Another separate study by the Wharton School at the University of Pennsylvania involved 1,000 Turkish high school students receiving math tutoring from two types of AI: one resembling general ChatGPT and another more guided, offering hints instead of direct answers, along with problem-specific information from teachers, solutions, and explanations of common mistakes. Students improved with both tools, but when the AI was removed, those who had used the general ChatGPT-like AI performed worse than those who never used AI.

Regarding critical thinking, Michael Gerlich, head of the Center for Strategic Foresight and Organizational Sustainability at Swiss Business School, warned of high risks if young people never develop critical thinking skills from the start, because with AI conveniently doing the thinking, they might never have the chance to build those skills.

On creativity, researchers at Georgetown University analyzed over 370,000 college admission essays before and after ChatGPT's rise, finding that human-written essays contained more original ideas, while AI-assisted essays used more novel language. In other words, AI might enhance language creativity in individual pieces, but overall it diminishes collective human creativity.

These concerns echo past phenomena where people remember where to find information better than the information itself, known as the Google effect from a 2011 study. Earlier, a 2008 article in The Atlantic questioned if Google was making us dumber. Going further back, Socrates worried that writing would impair memory; some feared the telegraph would end poetry, and calculators would erode mental arithmetic skills. These changes did not happen overnight but gradually over decades.

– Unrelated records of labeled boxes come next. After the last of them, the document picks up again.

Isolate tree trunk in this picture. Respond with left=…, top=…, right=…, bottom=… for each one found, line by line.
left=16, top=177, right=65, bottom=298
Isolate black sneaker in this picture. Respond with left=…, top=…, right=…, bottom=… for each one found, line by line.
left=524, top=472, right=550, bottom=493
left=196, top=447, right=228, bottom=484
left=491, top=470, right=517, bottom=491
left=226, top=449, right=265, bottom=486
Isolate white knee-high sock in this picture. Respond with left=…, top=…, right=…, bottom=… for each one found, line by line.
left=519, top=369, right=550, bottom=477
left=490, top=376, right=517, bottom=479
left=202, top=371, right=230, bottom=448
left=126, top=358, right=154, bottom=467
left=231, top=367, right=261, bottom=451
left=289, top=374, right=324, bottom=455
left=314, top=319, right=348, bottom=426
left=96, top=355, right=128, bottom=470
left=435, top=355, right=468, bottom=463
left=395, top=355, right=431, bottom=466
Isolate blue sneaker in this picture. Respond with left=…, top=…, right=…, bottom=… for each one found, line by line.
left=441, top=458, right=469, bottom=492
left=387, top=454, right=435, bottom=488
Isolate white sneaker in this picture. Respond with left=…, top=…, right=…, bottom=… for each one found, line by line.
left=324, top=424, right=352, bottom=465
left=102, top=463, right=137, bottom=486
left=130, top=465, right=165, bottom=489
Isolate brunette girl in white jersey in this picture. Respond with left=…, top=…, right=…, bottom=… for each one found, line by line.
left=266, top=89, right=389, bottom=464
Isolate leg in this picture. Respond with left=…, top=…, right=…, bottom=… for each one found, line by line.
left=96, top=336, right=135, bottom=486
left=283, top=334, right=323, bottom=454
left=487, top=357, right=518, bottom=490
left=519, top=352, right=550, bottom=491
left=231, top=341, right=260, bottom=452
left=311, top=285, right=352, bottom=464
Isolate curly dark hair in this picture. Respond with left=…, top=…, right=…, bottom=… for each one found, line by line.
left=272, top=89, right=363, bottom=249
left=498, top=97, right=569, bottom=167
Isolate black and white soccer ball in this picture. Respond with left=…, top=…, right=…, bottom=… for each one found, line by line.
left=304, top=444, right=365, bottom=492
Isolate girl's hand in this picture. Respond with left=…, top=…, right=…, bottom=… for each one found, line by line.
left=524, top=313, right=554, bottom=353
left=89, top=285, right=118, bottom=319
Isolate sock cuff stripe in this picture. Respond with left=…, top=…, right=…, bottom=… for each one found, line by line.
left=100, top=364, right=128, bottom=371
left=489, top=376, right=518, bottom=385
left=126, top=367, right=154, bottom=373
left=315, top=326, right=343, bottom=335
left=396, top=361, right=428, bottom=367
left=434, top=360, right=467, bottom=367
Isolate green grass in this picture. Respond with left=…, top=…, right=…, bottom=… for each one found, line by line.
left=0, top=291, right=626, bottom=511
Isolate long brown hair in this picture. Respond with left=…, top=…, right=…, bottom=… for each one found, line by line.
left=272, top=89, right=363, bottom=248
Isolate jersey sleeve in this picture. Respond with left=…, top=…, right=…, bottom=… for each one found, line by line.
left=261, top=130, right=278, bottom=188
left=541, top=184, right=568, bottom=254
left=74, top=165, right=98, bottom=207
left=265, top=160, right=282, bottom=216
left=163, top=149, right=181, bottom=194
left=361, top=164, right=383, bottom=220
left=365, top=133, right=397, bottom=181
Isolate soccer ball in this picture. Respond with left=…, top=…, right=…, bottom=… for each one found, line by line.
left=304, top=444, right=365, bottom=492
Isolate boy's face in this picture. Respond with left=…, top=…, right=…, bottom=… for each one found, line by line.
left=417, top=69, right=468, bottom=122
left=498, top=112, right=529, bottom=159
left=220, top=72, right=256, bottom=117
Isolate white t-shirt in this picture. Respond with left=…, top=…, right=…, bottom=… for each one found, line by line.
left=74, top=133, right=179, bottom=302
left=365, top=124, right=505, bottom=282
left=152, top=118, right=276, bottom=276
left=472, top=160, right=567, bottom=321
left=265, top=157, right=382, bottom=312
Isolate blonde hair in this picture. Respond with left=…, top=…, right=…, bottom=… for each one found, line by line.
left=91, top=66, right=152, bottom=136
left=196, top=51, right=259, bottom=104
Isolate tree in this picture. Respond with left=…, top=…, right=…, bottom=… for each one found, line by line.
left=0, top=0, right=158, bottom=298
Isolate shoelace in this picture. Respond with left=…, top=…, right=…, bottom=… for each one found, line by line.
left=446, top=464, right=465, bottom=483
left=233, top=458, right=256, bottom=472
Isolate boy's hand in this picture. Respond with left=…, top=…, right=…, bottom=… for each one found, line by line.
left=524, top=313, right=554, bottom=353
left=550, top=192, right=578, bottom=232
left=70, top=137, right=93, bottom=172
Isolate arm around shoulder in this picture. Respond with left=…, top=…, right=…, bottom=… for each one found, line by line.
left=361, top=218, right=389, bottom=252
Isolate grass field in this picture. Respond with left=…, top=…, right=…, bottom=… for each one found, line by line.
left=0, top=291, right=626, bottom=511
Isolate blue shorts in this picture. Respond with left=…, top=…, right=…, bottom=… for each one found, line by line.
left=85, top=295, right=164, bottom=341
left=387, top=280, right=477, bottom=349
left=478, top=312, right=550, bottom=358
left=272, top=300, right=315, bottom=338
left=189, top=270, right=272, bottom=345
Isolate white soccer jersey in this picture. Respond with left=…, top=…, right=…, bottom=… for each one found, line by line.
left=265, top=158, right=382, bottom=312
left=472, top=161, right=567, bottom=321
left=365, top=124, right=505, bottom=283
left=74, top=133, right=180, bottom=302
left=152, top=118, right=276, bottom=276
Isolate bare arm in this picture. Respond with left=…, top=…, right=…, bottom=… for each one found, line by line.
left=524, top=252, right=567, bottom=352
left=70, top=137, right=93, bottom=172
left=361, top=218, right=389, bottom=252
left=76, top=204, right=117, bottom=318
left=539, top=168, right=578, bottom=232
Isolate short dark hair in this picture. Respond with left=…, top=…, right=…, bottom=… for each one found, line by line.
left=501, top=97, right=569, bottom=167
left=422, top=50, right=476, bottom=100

A closer example is a 2020 study from McGill University that found the longer people rely on GPS, the worse their spatial memory becomes when navigating without it. A follow-up three years later with a small sample confirmed that increased GPS use led to more severe declines in spatial memory.

Overall, this aligns with concerns despite average IQ scores rising about 3 points per decade during the 20th century. Between 2006 and 2018, people scored lower in several areas, with the sharpest declines among 18 to 22-year-olds—the generation growing up digital. The proportion of students passing basic math dropped from a peak in 2013, according to the National Assessment of Education Progress for grade 12 students.

The number of people reading poetry today is less than 10 percent, down from its heyday in the 1800s.

People’s attention spans have shortened due to constantly switching between different online content, but researchers view this as a behavioral change rather than a neurological one, and believe we can train ourselves to focus longer by removing self-created distractions.

Grace Liu suggests the best approach is awareness of cognitive impacts, so individuals can decide which skills they want to maintain by doing themselves and which to delegate to AI.

Green calls for"respecting the blank page"because his greatest concern is creativity born from practice, and no previous tool has ever offered us the chance to"let thinking be replaced." 

Meanwhile, Kosmina said she"is proud"to avoid using large language models in her personal life and limits AI tools she develops strictly to research work.